How the Endpoint Works
- The endpoint delivers data in a chunked HTTP streaming manner.
- It supports multiple response types via the
Accept
header, allowing flexible data formats. - The
start
query parameter specifies the timestamp from which to begin streaming data. It should be set to the_lastModified
timestamp of the latest element received during the previous request. - To fully replicate a feature's history, clients must:
- Stream chunks of data continuously.
- Track the
_lastModified
timestamp of the latest received element. - Use this timestamp as the
start
parameter in the next request to incrementally fetch updates and avoid duplication.
This approach ensures clients stay synchronized with the latest feature updates over time.
For performance reasons it is recommended to use the
Accept: application/x-protobuf
header to receive updates in the most efficient format.
Full History and Data Updates
The feature data history endpoint provides the complete history of the requested feature each time a change happens, including all known historical values.
Because of this:
- Each update contains the entire set of historical records for the feature at that point in time.
- To keep data consistent, previously stored records for the specific
id
should be replaced with the newly received history. - This method supports data sources that allow corrections or updates to historical feature values, helping to maintain accurate and up-to-date data.
Replacing old records with the new full history helps avoid duplication and ensures data stays synchronized.
Protobuf Implementation Details
When using Accept: application/x-protobuf
, the server responds with protobuf-encoded messages containing feature updates.

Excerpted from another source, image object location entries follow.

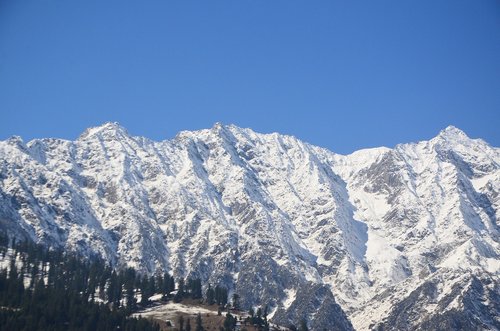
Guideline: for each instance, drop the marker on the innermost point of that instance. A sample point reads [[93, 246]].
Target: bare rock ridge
[[386, 239]]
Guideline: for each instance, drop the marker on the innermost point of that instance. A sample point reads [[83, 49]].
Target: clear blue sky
[[340, 74]]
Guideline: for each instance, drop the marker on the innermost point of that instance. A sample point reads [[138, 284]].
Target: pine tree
[[210, 295], [199, 323], [181, 323], [303, 325]]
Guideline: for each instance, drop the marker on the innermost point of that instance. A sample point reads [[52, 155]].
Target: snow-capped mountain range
[[405, 238]]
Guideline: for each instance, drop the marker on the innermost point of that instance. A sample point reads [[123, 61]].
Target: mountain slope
[[277, 220]]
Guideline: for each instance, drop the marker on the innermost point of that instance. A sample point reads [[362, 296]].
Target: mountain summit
[[393, 239]]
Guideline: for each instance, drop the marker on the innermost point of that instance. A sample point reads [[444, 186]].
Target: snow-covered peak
[[452, 135], [108, 129]]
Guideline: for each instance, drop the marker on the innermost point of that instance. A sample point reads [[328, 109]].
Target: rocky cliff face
[[402, 238]]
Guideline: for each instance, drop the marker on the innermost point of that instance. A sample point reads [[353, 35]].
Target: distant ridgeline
[[42, 289]]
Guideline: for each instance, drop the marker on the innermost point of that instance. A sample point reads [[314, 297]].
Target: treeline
[[49, 290]]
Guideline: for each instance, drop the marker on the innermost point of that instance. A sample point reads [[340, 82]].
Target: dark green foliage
[[194, 288], [229, 322], [236, 301], [199, 323], [181, 323], [210, 295], [258, 318], [66, 300], [220, 295]]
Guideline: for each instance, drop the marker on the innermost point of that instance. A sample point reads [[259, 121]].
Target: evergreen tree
[[181, 323], [236, 301], [199, 323], [303, 325], [210, 295]]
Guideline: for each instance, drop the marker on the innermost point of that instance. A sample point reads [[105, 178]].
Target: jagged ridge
[[275, 219]]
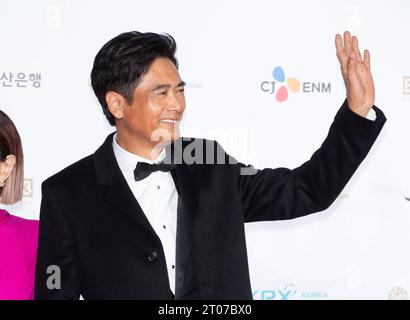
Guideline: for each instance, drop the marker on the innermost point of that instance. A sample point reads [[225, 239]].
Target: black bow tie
[[144, 169]]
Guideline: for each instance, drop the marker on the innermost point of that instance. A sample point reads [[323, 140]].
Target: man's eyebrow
[[166, 86]]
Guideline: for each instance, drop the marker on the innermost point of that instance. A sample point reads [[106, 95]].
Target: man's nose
[[176, 103]]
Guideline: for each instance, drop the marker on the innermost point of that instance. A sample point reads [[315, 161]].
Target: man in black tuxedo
[[151, 215]]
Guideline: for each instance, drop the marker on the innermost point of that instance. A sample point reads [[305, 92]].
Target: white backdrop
[[357, 249]]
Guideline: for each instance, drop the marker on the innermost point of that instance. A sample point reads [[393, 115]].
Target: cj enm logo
[[281, 85]]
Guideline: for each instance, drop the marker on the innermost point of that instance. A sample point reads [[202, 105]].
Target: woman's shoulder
[[23, 223]]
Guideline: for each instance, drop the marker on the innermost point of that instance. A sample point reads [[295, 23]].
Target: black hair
[[122, 62]]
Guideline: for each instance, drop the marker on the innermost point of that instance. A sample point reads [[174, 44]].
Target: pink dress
[[18, 253]]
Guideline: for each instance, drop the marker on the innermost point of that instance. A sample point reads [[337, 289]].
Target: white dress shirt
[[158, 198]]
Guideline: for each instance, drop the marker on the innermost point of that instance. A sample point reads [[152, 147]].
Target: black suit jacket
[[93, 228]]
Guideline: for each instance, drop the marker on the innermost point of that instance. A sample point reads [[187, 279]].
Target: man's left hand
[[356, 74]]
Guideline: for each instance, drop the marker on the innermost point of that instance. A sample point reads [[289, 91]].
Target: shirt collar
[[128, 161]]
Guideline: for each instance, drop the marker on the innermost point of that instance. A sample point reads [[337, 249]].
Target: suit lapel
[[119, 194]]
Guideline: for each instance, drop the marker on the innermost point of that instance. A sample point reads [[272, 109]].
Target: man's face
[[158, 104]]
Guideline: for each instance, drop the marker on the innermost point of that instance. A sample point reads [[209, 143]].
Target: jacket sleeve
[[56, 248], [281, 193]]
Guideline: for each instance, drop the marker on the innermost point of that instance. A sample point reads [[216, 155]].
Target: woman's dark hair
[[122, 62], [10, 144]]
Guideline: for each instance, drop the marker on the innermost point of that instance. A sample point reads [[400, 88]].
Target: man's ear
[[6, 168], [116, 103]]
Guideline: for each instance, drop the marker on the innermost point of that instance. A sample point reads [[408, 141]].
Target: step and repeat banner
[[262, 79]]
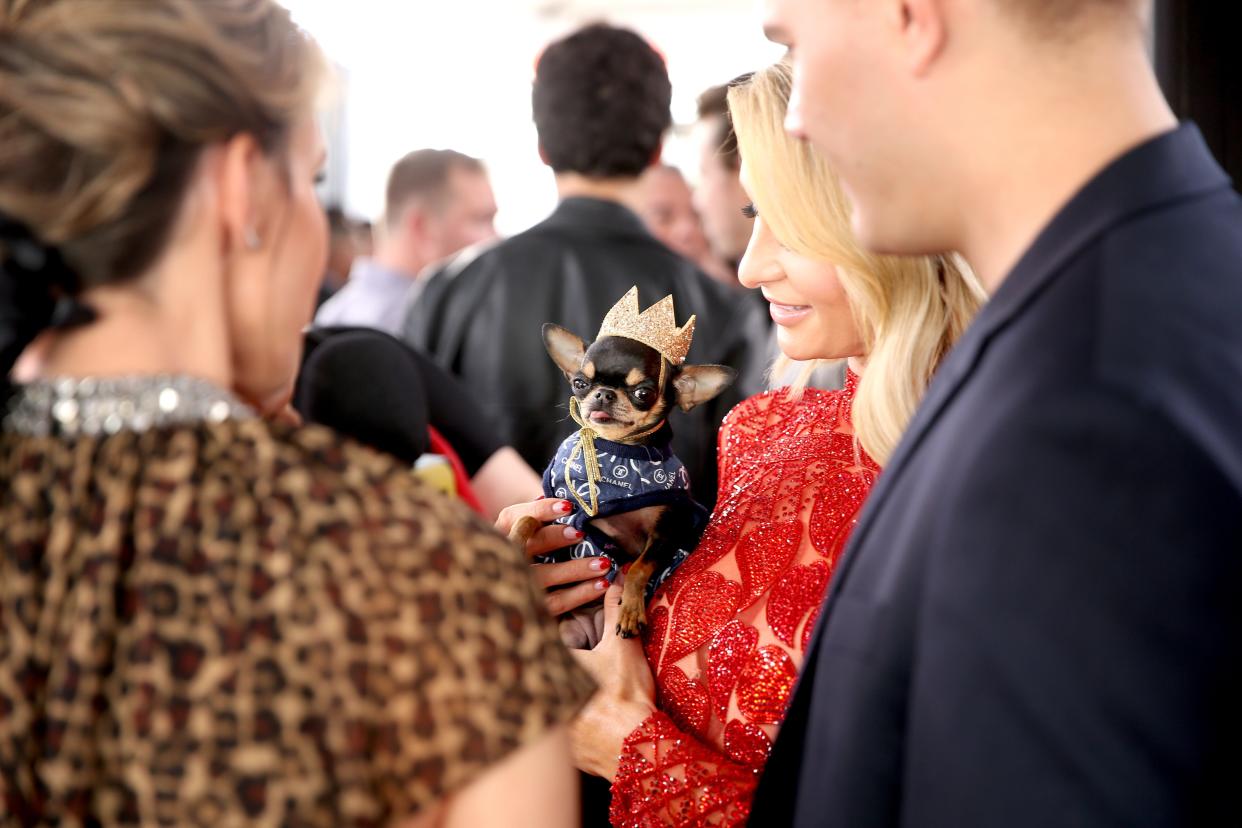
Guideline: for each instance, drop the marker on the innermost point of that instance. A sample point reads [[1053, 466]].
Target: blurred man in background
[[601, 108], [667, 209], [439, 202], [719, 198]]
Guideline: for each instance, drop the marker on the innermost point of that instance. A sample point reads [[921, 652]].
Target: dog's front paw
[[634, 620]]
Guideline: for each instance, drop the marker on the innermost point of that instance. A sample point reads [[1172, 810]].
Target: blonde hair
[[104, 108], [909, 310]]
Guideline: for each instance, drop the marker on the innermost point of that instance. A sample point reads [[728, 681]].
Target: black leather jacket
[[483, 323]]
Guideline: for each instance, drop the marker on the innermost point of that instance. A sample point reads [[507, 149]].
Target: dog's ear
[[565, 349], [697, 384]]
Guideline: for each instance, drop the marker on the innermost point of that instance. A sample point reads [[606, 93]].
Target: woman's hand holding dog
[[585, 575], [625, 699]]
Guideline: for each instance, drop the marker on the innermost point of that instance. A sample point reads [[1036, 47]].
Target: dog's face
[[617, 382]]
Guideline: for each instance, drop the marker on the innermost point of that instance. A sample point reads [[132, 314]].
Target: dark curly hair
[[601, 103]]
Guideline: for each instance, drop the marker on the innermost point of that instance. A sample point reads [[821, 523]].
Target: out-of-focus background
[[457, 75]]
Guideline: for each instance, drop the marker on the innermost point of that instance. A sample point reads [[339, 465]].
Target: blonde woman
[[683, 723], [205, 617]]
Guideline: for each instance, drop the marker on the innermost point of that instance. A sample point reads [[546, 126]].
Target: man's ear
[[565, 349], [923, 31], [697, 384]]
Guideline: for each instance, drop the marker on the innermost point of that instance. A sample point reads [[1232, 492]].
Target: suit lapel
[[1173, 166]]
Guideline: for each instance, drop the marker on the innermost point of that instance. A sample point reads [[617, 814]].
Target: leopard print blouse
[[247, 623]]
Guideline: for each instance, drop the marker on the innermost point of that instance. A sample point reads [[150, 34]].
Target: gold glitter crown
[[656, 327]]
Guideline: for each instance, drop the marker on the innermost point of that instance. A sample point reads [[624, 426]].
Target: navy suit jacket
[[1038, 621]]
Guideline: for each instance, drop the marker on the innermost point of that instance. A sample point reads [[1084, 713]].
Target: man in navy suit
[[1038, 621]]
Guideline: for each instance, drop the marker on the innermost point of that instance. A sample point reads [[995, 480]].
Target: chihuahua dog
[[629, 490]]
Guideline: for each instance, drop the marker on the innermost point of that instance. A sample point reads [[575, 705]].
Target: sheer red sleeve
[[668, 777]]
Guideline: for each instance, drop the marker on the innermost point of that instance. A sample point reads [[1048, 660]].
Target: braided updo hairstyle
[[104, 109]]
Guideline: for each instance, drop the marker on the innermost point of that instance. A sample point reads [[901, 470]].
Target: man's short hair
[[338, 221], [714, 104], [424, 174], [601, 103], [1062, 18]]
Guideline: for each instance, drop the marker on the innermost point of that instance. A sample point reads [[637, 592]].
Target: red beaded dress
[[727, 633]]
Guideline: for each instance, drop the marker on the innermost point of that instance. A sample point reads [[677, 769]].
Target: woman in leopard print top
[[206, 617]]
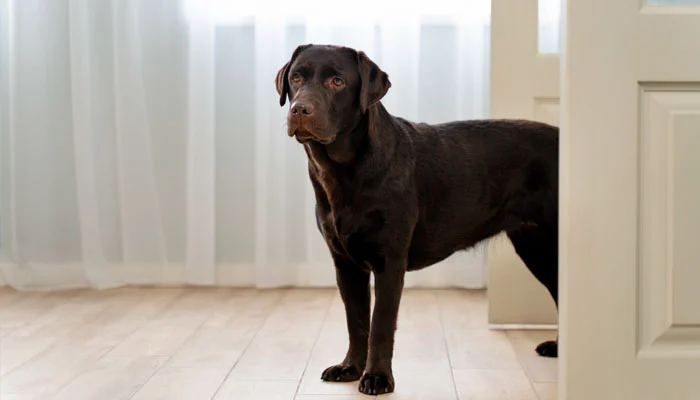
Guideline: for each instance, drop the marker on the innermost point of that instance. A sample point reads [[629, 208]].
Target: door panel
[[524, 84], [630, 202]]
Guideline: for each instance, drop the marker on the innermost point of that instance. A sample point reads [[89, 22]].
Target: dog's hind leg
[[539, 249]]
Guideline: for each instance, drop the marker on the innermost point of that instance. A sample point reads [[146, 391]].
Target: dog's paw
[[548, 349], [341, 373], [376, 383]]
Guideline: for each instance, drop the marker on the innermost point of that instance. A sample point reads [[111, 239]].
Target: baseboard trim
[[523, 327]]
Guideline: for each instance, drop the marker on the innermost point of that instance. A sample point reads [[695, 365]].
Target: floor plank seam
[[271, 311], [313, 347]]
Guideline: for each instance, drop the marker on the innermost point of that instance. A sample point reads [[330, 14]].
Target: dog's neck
[[366, 139]]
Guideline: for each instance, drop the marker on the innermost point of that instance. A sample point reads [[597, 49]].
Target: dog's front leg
[[378, 377], [353, 283]]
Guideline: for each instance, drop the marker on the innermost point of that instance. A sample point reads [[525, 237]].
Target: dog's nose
[[302, 108]]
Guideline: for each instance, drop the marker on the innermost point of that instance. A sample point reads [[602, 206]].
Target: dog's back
[[478, 178]]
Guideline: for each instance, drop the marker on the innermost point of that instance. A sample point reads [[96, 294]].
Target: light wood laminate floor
[[152, 343]]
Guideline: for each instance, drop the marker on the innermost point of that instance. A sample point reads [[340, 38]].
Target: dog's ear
[[281, 80], [374, 82]]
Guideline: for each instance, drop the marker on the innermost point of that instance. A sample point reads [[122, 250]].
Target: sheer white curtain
[[142, 142]]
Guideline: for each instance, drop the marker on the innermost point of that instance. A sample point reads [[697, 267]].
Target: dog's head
[[329, 90]]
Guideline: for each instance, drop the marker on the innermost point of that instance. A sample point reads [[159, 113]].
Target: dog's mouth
[[303, 136]]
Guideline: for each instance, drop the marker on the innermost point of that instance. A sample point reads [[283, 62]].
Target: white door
[[524, 84], [630, 201]]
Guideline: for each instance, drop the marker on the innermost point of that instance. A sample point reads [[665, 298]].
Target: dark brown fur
[[394, 196]]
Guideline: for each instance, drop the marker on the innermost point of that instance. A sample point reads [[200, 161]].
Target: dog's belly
[[436, 241]]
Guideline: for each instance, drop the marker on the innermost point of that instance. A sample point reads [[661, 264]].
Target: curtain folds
[[142, 142]]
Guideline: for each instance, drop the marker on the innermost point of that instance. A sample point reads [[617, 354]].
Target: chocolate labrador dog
[[394, 196]]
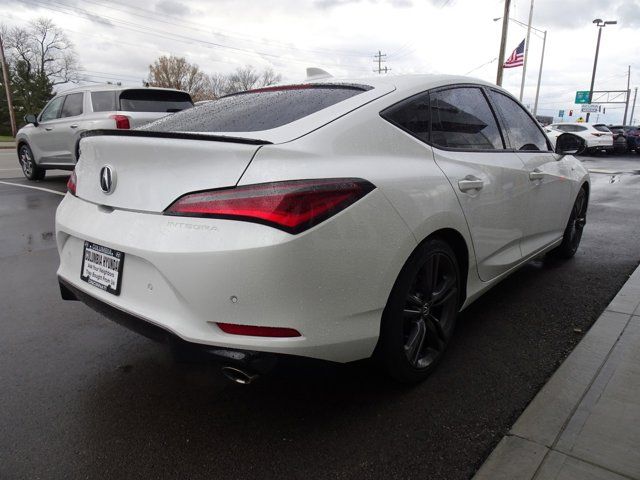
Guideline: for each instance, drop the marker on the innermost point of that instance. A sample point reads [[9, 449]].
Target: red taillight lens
[[255, 331], [71, 183], [122, 122], [292, 206]]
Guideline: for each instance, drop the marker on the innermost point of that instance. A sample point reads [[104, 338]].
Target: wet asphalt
[[82, 397]]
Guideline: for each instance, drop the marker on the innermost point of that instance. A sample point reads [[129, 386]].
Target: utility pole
[[503, 41], [526, 51], [7, 87], [379, 59], [535, 104], [600, 24], [633, 109], [626, 105]]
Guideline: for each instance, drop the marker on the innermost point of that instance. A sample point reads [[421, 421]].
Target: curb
[[541, 442]]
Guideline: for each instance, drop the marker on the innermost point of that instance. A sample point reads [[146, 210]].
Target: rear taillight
[[122, 122], [257, 331], [71, 183], [292, 206]]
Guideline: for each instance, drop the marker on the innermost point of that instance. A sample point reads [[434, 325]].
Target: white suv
[[49, 140]]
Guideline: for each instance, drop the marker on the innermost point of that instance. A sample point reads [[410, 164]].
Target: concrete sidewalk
[[585, 422]]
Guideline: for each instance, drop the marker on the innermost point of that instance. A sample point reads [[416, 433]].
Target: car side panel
[[397, 164]]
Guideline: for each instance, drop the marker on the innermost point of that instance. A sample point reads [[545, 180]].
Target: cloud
[[173, 7], [629, 14]]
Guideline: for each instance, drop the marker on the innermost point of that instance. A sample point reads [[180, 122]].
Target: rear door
[[547, 180], [42, 138], [490, 181], [68, 126]]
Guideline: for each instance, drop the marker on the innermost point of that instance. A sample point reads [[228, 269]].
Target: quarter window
[[104, 101], [72, 105], [411, 115], [521, 129], [52, 111], [462, 119]]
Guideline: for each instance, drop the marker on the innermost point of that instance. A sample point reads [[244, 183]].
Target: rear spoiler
[[181, 135]]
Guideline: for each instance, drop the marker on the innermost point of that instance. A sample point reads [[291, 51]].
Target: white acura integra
[[334, 219]]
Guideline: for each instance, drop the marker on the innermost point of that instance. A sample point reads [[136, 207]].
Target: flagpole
[[526, 50], [535, 104], [503, 41]]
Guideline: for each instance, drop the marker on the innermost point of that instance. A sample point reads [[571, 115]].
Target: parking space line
[[35, 188]]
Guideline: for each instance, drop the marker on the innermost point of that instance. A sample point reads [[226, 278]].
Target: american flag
[[517, 57]]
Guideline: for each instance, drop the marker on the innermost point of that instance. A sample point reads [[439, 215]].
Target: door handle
[[470, 183], [536, 175]]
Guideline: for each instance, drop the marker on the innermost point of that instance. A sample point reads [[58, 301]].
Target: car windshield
[[150, 100], [257, 110]]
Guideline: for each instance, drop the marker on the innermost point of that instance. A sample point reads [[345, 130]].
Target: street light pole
[[503, 41], [7, 87], [600, 24], [633, 108], [526, 51], [626, 105], [535, 104]]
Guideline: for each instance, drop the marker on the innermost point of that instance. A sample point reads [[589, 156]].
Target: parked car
[[631, 135], [619, 139], [49, 140], [335, 219], [597, 140]]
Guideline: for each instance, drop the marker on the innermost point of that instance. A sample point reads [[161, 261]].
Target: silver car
[[49, 140]]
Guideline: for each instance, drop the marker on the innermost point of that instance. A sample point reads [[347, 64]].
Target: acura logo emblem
[[107, 179]]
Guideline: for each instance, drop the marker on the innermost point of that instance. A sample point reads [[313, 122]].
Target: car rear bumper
[[184, 275], [259, 362]]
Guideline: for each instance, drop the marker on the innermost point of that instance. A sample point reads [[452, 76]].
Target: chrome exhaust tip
[[238, 375]]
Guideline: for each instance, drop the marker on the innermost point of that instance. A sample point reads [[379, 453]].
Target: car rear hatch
[[149, 170], [145, 105], [277, 114]]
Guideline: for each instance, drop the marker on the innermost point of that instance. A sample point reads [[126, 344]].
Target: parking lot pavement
[[584, 422], [84, 398]]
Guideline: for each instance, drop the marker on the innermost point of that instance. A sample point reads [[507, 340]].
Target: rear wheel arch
[[459, 246]]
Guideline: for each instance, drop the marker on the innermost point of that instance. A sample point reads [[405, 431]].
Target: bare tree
[[219, 85], [44, 50], [176, 72], [247, 78]]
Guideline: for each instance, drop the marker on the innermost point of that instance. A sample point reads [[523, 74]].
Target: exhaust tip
[[238, 375]]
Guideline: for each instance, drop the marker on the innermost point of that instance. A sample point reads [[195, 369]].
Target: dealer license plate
[[102, 267]]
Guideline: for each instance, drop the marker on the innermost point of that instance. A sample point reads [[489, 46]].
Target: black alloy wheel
[[574, 228], [28, 164], [421, 313]]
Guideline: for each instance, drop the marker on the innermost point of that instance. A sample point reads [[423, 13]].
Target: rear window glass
[[104, 101], [147, 100], [257, 110]]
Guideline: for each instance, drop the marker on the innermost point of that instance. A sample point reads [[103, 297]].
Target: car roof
[[112, 86]]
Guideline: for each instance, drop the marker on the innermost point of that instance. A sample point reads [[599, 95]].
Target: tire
[[573, 230], [419, 318], [29, 167]]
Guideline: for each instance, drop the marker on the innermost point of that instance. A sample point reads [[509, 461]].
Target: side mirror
[[570, 144], [31, 118]]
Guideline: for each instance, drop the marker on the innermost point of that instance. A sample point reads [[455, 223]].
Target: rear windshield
[[146, 100], [257, 110]]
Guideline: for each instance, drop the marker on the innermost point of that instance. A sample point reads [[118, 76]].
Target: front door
[[548, 175], [490, 181]]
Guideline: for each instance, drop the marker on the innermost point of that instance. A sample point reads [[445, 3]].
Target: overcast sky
[[117, 39]]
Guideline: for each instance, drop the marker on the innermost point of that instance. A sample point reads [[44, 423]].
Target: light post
[[544, 43], [600, 24]]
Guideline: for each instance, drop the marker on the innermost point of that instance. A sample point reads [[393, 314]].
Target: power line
[[378, 57]]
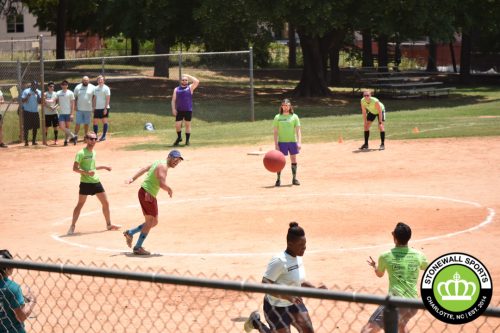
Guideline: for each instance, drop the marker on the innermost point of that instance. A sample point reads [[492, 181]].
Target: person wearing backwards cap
[[155, 180]]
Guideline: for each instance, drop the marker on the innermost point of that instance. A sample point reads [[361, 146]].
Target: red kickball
[[274, 161]]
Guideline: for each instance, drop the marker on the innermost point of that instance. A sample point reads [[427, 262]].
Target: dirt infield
[[227, 218]]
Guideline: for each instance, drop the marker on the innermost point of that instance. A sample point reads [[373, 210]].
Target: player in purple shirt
[[182, 106]]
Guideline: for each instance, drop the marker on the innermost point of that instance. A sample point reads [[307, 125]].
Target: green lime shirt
[[371, 105], [151, 183], [86, 160], [286, 125], [402, 265]]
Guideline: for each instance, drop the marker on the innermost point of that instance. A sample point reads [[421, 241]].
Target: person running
[[372, 108], [66, 102], [100, 102], [15, 307], [89, 182], [287, 137], [182, 106], [402, 265], [286, 268], [155, 180], [50, 110]]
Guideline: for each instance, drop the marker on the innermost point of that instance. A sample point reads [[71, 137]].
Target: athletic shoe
[[128, 238], [113, 227], [251, 322], [141, 252], [71, 230]]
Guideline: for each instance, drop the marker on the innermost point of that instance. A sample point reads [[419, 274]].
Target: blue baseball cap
[[175, 154]]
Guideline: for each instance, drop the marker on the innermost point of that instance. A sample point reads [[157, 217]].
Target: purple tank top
[[184, 99]]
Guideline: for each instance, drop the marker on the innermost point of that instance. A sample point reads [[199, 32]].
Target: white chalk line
[[488, 219]]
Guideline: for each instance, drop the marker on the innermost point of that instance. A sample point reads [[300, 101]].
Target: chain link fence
[[225, 91], [99, 298]]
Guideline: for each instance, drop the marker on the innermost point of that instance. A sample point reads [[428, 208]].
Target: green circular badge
[[456, 288]]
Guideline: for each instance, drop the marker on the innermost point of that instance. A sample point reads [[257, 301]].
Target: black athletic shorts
[[371, 117], [51, 120], [186, 115], [99, 113], [90, 188]]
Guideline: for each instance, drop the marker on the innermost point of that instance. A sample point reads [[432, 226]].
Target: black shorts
[[51, 120], [31, 120], [371, 116], [280, 317], [99, 113], [90, 188], [186, 115]]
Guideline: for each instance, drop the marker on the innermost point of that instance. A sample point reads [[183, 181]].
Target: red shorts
[[149, 204]]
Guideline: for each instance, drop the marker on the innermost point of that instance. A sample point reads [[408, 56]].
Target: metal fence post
[[390, 317], [250, 65]]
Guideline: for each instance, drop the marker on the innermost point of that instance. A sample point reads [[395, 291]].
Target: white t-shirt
[[100, 96], [285, 270], [84, 96], [65, 99]]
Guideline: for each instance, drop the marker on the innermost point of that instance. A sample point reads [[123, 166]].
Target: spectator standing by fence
[[30, 98], [402, 265], [15, 307], [84, 94], [50, 109], [286, 268], [182, 106], [66, 102], [102, 95], [2, 144]]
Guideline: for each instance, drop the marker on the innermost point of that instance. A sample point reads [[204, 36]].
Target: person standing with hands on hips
[[372, 108], [286, 268], [31, 97], [182, 106], [287, 137]]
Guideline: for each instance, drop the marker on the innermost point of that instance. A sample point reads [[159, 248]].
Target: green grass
[[468, 112]]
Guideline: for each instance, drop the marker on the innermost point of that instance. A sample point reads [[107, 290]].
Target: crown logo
[[450, 290]]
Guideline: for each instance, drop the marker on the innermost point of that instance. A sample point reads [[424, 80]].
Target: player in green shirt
[[287, 137], [372, 108], [89, 182], [402, 265]]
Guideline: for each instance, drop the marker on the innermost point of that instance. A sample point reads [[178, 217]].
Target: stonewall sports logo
[[456, 288]]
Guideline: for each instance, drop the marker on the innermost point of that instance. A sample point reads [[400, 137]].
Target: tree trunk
[[383, 60], [312, 82], [431, 59], [162, 65], [62, 10], [367, 49], [292, 47], [465, 57], [453, 59]]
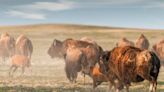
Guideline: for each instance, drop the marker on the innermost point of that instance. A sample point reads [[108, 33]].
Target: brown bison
[[97, 76], [158, 48], [58, 48], [89, 40], [90, 51], [129, 64], [19, 61], [124, 42], [73, 62], [142, 42], [7, 46], [24, 46]]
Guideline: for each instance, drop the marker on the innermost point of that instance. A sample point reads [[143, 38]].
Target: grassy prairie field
[[48, 74]]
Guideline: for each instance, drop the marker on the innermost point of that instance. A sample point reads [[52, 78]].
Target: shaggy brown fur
[[142, 42], [24, 46], [97, 76], [130, 64], [7, 46], [73, 62], [124, 42], [158, 48], [91, 51], [19, 61], [89, 40]]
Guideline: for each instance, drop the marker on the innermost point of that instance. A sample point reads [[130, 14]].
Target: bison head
[[55, 50]]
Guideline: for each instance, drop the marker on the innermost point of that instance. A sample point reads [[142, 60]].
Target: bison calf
[[19, 61], [97, 76]]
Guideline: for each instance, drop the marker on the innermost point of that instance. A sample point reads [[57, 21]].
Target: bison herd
[[128, 62]]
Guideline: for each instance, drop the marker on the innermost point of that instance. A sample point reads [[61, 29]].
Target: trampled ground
[[48, 74]]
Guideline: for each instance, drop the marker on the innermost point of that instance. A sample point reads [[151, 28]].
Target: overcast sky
[[119, 13]]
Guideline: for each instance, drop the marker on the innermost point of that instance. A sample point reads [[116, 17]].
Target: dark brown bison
[[142, 42], [73, 62], [129, 64], [124, 42], [24, 46], [7, 46], [19, 61], [97, 76], [89, 40], [58, 48], [91, 51], [158, 48]]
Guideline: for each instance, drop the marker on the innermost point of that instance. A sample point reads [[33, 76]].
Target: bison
[[58, 49], [74, 59], [7, 46], [142, 42], [130, 64], [24, 46], [90, 51], [19, 61], [89, 40], [97, 76], [158, 48], [124, 42]]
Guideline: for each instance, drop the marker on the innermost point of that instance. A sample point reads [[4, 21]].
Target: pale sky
[[117, 13]]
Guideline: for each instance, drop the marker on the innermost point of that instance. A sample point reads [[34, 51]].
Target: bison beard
[[129, 64]]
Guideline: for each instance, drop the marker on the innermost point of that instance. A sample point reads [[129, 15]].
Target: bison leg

Below is the protobuf schema used for streaming feature updates:
// A value for a feature that occurs at a specific point in time
message Value {
// The timestamp in history where this value occurs
optional fixed64 timestamp = 1;
// The value for feature types KEYWORD, DANISH
repeated string stringValue = 2;
// The value for feature types FLOAT
repeated double doubleValue = 3;
// The value for feature types BOOLEAN
repeated bool boolValue = 4;
}
// An update to an entity for a specific feature
message UpdatedEntity {
// The feature which is being updated
optional string featureName = 1;
// The new value for the feature
optional Value value = 2;
}
// An update to a feature for a specific entity
message UpdatedFeature {
// The ID of the entity being updated
optional string entityId = 1;
// The timestamp at which this update has been applied in the system
// (which is not the time at which the value takes effect historically)
optional fixed64 timestamp = 2;
// The new complete history of the current feature for the given entity
repeated Value history = 3;
}
Notes on Protobuf Fields
Value.timestamp
indicates the historical time the feature value applies to.UpdatedFeature.timestamp
shows when the system recorded the update (not the historical value time).history
contains the full set of known historical values for the feature at that moment.
By combining HTTP chunked streaming with protobuf-encoded messages, the replication system efficiently delivers complete and incremental updates for feature data.